仮に公的行為が許されないのなら、その種のことができなくなってしまう。そこで、国は国事行為「のみ」というのは、国事行為以外を禁止しているわけではないという解釈をしている。

 さらに、国事行為、公的行為のほかに、私的な行為(政府は「その他の行為」と呼ぶ)がある。

 その一つが、天皇が古式装束を身に着け、皇居内にある神社のような建物の宮中三殿で国家の安寧と国民の幸福を祈る宮中祭祀だ。
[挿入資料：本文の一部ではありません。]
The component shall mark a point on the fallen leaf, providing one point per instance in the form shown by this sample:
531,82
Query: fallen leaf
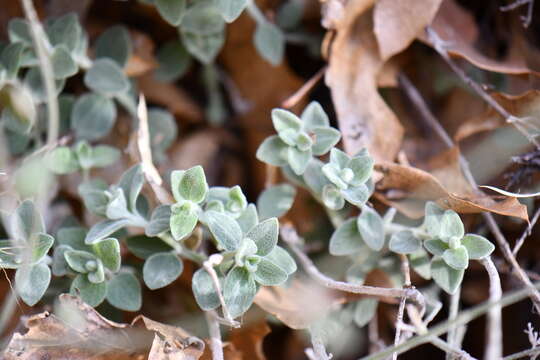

戦前は最も重要な国家行事とされたが、戦後、現行憲法の下では政教分離の原則から、皇室の私事と位置付けられている。

 だが、皇室では現在も他に優先されるものとされ、年間約30の祭典がある(現在、高齢の陛下の負担軽減のため、お出ましの祭典を重要なものに絞っている)。宮中三殿には冷暖房がなく、真夏や真冬に古式装束での祭祀はかなり負担になると思われる(暑いから薄着にするとか寒いから1枚余分に着るなどということはない)。

 このように、天皇の公務を考える際には、国事行為と公的行為、さらには私的行為の祭祀なども含めて見なければ正確な量は分からず、学校教科書で習うイメージとは大きく異なってくる。まずは、三つの行為があることを覚えておいてほしい。